Basically what I did was:
1. register a global controller (edbc_master). This is optional, meant to be
used for general monitoring of the connection processes.
2. Each connection is an {Erlang process, JNode} pair, linked to its
creator/user and registered with 'edbc_master'.
    The connection is started with a configuration such as:
    { { proxy_dir, "c:/dev/edbc/java/deploy" },
      { driver_class, "com.oracle.xxx.yyy.OracleDriver" },
      { hostname, "localhost" },
      { port, 4444 },
      ...
      other connection-stringy stuff
    }
3. The Controller process (the linked Erlang process) gets a "unique" node
name for the JNode from the edbc_master, and spawns it.

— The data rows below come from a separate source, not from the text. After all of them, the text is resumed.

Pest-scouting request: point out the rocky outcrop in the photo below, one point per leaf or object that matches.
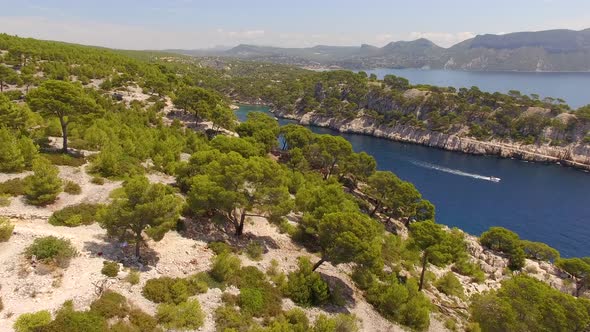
(574, 155)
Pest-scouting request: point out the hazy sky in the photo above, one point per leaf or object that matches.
(159, 24)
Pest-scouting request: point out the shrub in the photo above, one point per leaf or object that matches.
(132, 277)
(467, 268)
(219, 247)
(402, 303)
(166, 290)
(72, 188)
(110, 304)
(30, 322)
(52, 249)
(224, 267)
(450, 285)
(13, 187)
(254, 250)
(5, 200)
(143, 321)
(44, 185)
(251, 301)
(340, 323)
(60, 159)
(97, 180)
(76, 321)
(306, 287)
(75, 215)
(110, 269)
(227, 318)
(187, 315)
(6, 229)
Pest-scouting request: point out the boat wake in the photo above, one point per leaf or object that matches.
(455, 171)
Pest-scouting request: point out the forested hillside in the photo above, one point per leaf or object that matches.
(132, 200)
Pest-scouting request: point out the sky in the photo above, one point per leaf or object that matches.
(195, 24)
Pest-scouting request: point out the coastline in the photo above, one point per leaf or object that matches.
(575, 156)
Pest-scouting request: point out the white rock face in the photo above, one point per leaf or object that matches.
(575, 155)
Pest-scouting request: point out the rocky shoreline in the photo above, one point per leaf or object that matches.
(573, 155)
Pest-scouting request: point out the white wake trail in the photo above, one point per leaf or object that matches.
(452, 171)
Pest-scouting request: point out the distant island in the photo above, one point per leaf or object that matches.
(545, 51)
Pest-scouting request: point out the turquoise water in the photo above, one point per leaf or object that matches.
(546, 203)
(574, 88)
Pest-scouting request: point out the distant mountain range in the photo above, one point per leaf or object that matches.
(551, 50)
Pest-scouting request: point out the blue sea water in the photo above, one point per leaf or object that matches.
(546, 203)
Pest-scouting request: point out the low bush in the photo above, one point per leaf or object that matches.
(110, 304)
(184, 316)
(13, 187)
(173, 290)
(306, 287)
(466, 268)
(450, 285)
(97, 180)
(51, 249)
(6, 229)
(5, 200)
(402, 303)
(339, 323)
(110, 269)
(254, 250)
(225, 266)
(30, 322)
(75, 215)
(72, 188)
(228, 318)
(132, 277)
(60, 159)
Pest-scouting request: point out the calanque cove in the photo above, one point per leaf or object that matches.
(132, 199)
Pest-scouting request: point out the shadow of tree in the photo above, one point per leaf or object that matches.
(203, 229)
(342, 295)
(124, 254)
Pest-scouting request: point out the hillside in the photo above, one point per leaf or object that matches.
(132, 200)
(552, 50)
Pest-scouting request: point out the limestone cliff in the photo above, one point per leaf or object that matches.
(574, 155)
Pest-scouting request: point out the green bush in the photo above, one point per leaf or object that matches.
(72, 188)
(450, 285)
(401, 303)
(14, 187)
(166, 290)
(6, 229)
(5, 200)
(97, 180)
(30, 322)
(132, 277)
(44, 185)
(227, 318)
(306, 287)
(110, 304)
(467, 268)
(184, 316)
(254, 250)
(75, 215)
(60, 159)
(76, 321)
(225, 267)
(340, 323)
(51, 249)
(110, 269)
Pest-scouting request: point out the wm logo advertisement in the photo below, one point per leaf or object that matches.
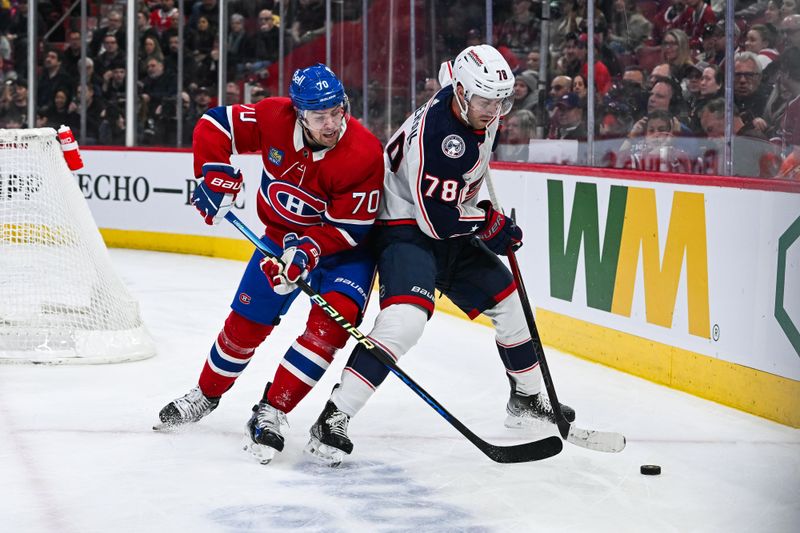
(631, 237)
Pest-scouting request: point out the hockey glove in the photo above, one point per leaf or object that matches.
(500, 231)
(300, 256)
(214, 196)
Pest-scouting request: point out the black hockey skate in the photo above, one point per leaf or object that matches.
(329, 442)
(185, 410)
(530, 411)
(263, 431)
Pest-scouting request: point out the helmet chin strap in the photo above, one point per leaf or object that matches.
(465, 109)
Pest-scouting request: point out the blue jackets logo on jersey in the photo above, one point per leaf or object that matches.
(294, 204)
(453, 146)
(275, 156)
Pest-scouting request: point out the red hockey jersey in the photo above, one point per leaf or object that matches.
(330, 195)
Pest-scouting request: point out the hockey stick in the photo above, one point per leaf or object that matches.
(518, 453)
(601, 441)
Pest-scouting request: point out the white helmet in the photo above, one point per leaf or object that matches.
(483, 71)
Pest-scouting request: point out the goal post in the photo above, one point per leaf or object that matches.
(60, 299)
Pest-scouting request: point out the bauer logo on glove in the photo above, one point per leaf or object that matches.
(215, 194)
(499, 232)
(300, 256)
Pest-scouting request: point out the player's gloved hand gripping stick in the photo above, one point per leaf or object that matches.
(518, 453)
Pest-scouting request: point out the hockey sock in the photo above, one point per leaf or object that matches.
(397, 329)
(231, 353)
(311, 354)
(515, 346)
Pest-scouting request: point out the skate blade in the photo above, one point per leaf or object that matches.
(323, 453)
(527, 422)
(262, 453)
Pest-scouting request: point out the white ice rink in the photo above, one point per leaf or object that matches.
(77, 453)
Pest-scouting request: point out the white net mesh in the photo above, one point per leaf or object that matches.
(60, 299)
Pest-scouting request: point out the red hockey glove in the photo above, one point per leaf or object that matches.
(300, 256)
(214, 196)
(500, 231)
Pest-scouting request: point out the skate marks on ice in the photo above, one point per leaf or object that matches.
(359, 495)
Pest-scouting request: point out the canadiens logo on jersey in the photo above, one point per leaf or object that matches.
(275, 156)
(294, 204)
(453, 146)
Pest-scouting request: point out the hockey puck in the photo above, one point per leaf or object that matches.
(650, 470)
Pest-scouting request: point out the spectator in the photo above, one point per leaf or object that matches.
(150, 48)
(694, 19)
(518, 130)
(114, 85)
(602, 76)
(15, 102)
(660, 72)
(785, 91)
(202, 37)
(112, 126)
(57, 110)
(675, 52)
(628, 28)
(772, 13)
(236, 46)
(265, 43)
(749, 93)
(161, 17)
(233, 95)
(656, 152)
(257, 93)
(94, 110)
(308, 18)
(111, 54)
(533, 60)
(762, 40)
(571, 124)
(203, 8)
(157, 84)
(713, 44)
(53, 79)
(113, 27)
(520, 31)
(711, 87)
(525, 94)
(667, 19)
(790, 29)
(790, 169)
(579, 88)
(752, 154)
(72, 54)
(92, 78)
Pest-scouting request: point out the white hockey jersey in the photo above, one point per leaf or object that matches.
(435, 166)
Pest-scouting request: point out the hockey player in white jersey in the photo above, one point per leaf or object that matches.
(427, 237)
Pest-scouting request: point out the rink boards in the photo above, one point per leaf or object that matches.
(692, 284)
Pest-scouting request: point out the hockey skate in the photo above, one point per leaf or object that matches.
(533, 411)
(263, 432)
(185, 410)
(329, 442)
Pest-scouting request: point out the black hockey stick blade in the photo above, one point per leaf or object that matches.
(601, 441)
(518, 453)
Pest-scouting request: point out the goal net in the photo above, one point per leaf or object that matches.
(60, 299)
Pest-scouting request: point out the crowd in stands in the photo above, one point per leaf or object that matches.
(659, 78)
(658, 73)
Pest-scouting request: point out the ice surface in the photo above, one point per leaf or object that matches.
(77, 453)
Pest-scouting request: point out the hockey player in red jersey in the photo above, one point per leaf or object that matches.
(425, 238)
(319, 195)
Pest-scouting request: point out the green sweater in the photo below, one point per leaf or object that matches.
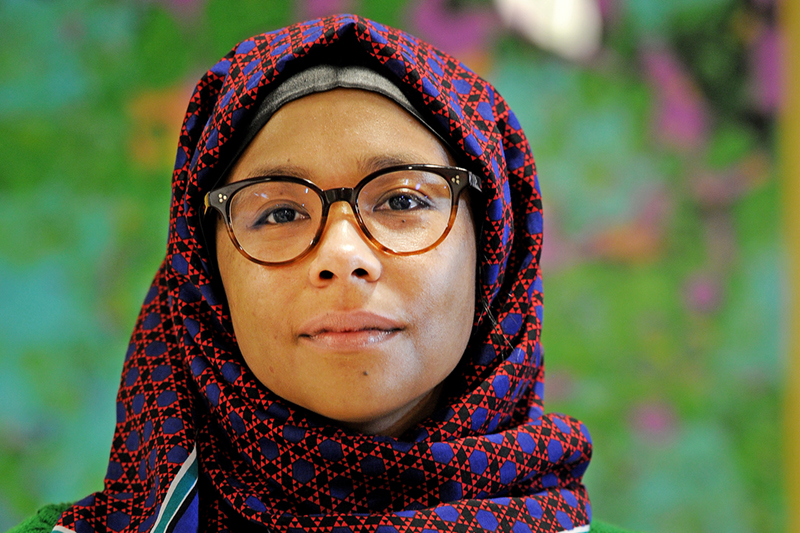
(46, 517)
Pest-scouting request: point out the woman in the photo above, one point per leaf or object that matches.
(344, 335)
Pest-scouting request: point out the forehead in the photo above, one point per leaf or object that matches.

4. A basic handshake with X-second timeout between the Controller process
and a counterpart on the JNode (registered as 'edbc_proxy' on the JNode I
think) is done, including adding monitors on success.
5. From this point on, operations are forwarded via the Controller to the
JNode, which executes them, packages up the results and sends them back.

What I've done is somewhat crude - a process per connection etc., no proper
support for most datatypes - but it was just a couple of days' work to get a
simple SELECT/UPDATE/INSERT working. And it would work on Oracle, MSSql,
Postgres, MySQL, Sybase, what have you.